Integer = whole number, i.e 1,2,3 etc

Positive= greater than 0

Consecutive = one number immediately follows the other, i.e 1 and 2, 2 and 3, 3 and 4, etc.

For 2 consective postive integers, the problem can specified as the two simultaneous equations:

A + B = 105

and:

B - A = 1

The solution is relatively simple for two integers, it's A=52 and B=53.

For 3 consective integers, the problem can be specified as the three simultaneous equations:

A + B + C = 105

and;

B - A = 1

and:

C - B = 1

These equations have the solution A=34, B=35, C=36.

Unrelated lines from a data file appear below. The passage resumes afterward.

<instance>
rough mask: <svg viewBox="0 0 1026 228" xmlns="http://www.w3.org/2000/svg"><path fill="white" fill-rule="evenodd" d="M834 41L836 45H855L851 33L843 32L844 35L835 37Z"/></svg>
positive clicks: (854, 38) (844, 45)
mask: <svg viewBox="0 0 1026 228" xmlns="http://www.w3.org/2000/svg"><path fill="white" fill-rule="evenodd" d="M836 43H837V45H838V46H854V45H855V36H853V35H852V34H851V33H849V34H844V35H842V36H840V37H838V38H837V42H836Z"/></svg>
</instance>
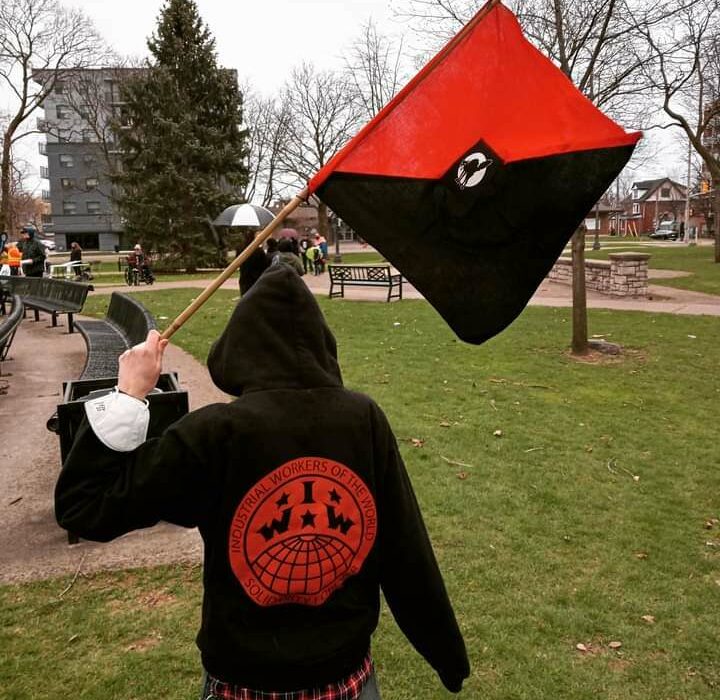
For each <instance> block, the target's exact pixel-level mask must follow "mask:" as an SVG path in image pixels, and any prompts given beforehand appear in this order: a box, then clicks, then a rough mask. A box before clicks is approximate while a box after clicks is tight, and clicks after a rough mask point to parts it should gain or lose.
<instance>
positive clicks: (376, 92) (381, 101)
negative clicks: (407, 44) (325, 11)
mask: <svg viewBox="0 0 720 700" xmlns="http://www.w3.org/2000/svg"><path fill="white" fill-rule="evenodd" d="M402 51H403V41H402V39H400V40H399V41H397V42H396V41H394V40H393V39H391V38H390V37H388V36H386V35H384V34H382V33H379V32H378V30H377V27H376V26H375V23H374V22H373V21H372V19H370V20H368V21H367V22H366V23H365V24H363V25H362V27H361V30H360V34H359V36H358V37H357V39H356V40H355V41H354V42H353V43H352V45H351V46H350V50H349V52H348V55H347V56H345V75H346V77H347V79H348V81H349V83H350V85H352V86H353V88H354V93H355V96H356V99H357V100H358V103H359V105H360V108H361V110H362V112H363V113H364V116H365V117H366V118H367V119H372V118H373V117H374V116H375V115H376V114H377V113H378V112H379V111H380V110H381V109H382V108H383V107H384V106H385V105H386V104H387V103H388V102H389V101H390V100H391V99H392V98H393V97H394V96H395V93H396V92H397V91H398V89H399V88H400V86H401V83H402V82H404V81H403V78H404V77H405V76H404V73H403V70H402Z"/></svg>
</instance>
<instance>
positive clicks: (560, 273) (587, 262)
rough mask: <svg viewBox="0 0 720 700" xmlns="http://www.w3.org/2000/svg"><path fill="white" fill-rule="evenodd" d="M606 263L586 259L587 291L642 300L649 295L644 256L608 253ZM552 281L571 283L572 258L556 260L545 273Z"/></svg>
mask: <svg viewBox="0 0 720 700" xmlns="http://www.w3.org/2000/svg"><path fill="white" fill-rule="evenodd" d="M609 258H610V259H609V260H585V285H586V286H587V288H588V289H594V290H595V291H598V292H602V293H603V294H609V295H611V296H617V297H644V296H647V293H648V287H647V285H648V260H649V259H650V256H649V255H648V254H647V253H610V255H609ZM547 278H548V280H550V281H551V282H560V283H561V284H572V259H571V258H558V260H557V262H556V263H555V265H553V268H552V270H550V273H549V274H548V277H547Z"/></svg>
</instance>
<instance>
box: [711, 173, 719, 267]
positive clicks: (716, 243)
mask: <svg viewBox="0 0 720 700" xmlns="http://www.w3.org/2000/svg"><path fill="white" fill-rule="evenodd" d="M718 188H720V177H713V178H712V194H711V195H710V196H711V197H712V210H713V214H714V215H713V233H714V234H715V262H716V263H720V192H719V191H718Z"/></svg>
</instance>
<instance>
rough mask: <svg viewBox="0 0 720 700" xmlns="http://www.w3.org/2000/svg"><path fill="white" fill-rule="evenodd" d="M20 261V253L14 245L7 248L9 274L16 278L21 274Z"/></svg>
mask: <svg viewBox="0 0 720 700" xmlns="http://www.w3.org/2000/svg"><path fill="white" fill-rule="evenodd" d="M21 261H22V252H21V251H20V249H19V248H18V247H17V246H16V245H15V244H14V243H11V244H10V245H9V246H8V265H10V274H11V275H12V276H16V275H19V274H21V271H20V270H21V267H20V262H21Z"/></svg>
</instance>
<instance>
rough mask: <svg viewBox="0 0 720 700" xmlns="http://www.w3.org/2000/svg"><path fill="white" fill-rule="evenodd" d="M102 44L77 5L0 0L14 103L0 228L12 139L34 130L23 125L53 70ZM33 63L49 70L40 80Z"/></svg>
mask: <svg viewBox="0 0 720 700" xmlns="http://www.w3.org/2000/svg"><path fill="white" fill-rule="evenodd" d="M102 47H103V42H102V41H101V40H100V38H99V37H98V35H97V33H96V31H95V29H94V27H93V25H92V23H91V22H90V20H89V19H88V18H87V17H86V16H85V15H84V14H83V13H82V12H80V11H79V10H75V9H65V8H63V7H61V6H60V5H59V4H58V3H57V2H55V1H54V0H3V2H2V3H1V4H0V82H1V83H4V84H5V86H6V87H7V88H9V90H10V92H11V94H12V95H13V97H14V100H15V103H16V104H15V106H14V107H13V110H14V111H13V112H12V114H11V115H10V118H9V119H8V122H7V124H6V126H5V128H4V129H3V133H2V164H1V167H0V231H3V230H5V228H6V226H7V224H8V223H9V222H8V207H9V201H10V189H11V180H12V175H11V173H12V165H11V164H12V148H13V145H14V144H15V143H17V141H18V140H19V139H20V138H22V137H23V136H26V135H27V134H28V133H32V130H28V129H26V128H24V127H25V126H26V122H27V120H28V118H29V117H30V116H31V115H32V114H33V113H34V112H35V111H36V110H37V109H38V108H39V107H40V106H41V105H42V102H43V100H44V99H45V97H47V95H48V94H49V93H50V92H51V91H52V90H53V88H54V86H55V80H56V78H55V77H54V76H56V75H57V74H56V72H55V71H58V70H61V69H64V68H68V69H69V68H83V67H85V66H87V65H89V64H90V63H91V62H92V61H94V60H97V57H98V54H99V53H101V52H102ZM37 69H41V70H47V71H48V75H49V76H50V77H49V78H48V80H47V81H45V82H43V83H42V84H38V83H36V82H34V80H33V71H34V70H37Z"/></svg>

For 4 consecutive integers, A,B,C,D, the equations are;

A + B + C + D = 105

and:

B = A + 1

and:

C = A + 2

and:

D = A + 3

These equations have no solutions for consecutive postive integers.

For 5 consecutive integers, A,B,C,D,E the equations are;

A + B + C + D + E = 105

and:

B = A + 1

and:

C = A + 2

and:

D = A + 3

and:

E = A + 4

These equations have solutions of 19,20,21,22,23.


Given that the sum of the integer sequence of 1,2,3....(n-1),n is given by the equation n(n+1)/2, we have for any n = k integers :

kA + (k-1)k/2 = 105

=> 2kA + k(k-1) = 210

=> 2kA + k**2 - K = 210

so for k=6, 12A +36 - 6 = 210

=> 12A + 30 = 210

=> 12A = 180

=> A = 15

So 15,16,17,18,19,20 is a solution.


For k=7, 12,13,14,15,16,17,18 is a solution.


For k=8, and k=9, there are no solutions that involve all consecutive postive integers.


For k=10, 6,7,8,9,10,11,12,13,14,15 is a solution.

For k = 11, there is no solution.

For k =12, there is no solution.

For k = 13, there is no solution.

For K =14, 1,2,3,4,5,6,7,8.9,10,11,12,13,14 is a solution.

For k = 15 or more there are no solutions (k**2 - k = 210)

So the answer to the original question is 7.

krazykidskate

Can anyone think of a practical application for this?
That's what I'd be asking the teacher.

tomstickland

I use mathematics at work all the time and find that things I learnt at school allow me to solve all sorts of problems.
The most satisfying is using it to solve gambling loophole offers where I can make profit from it.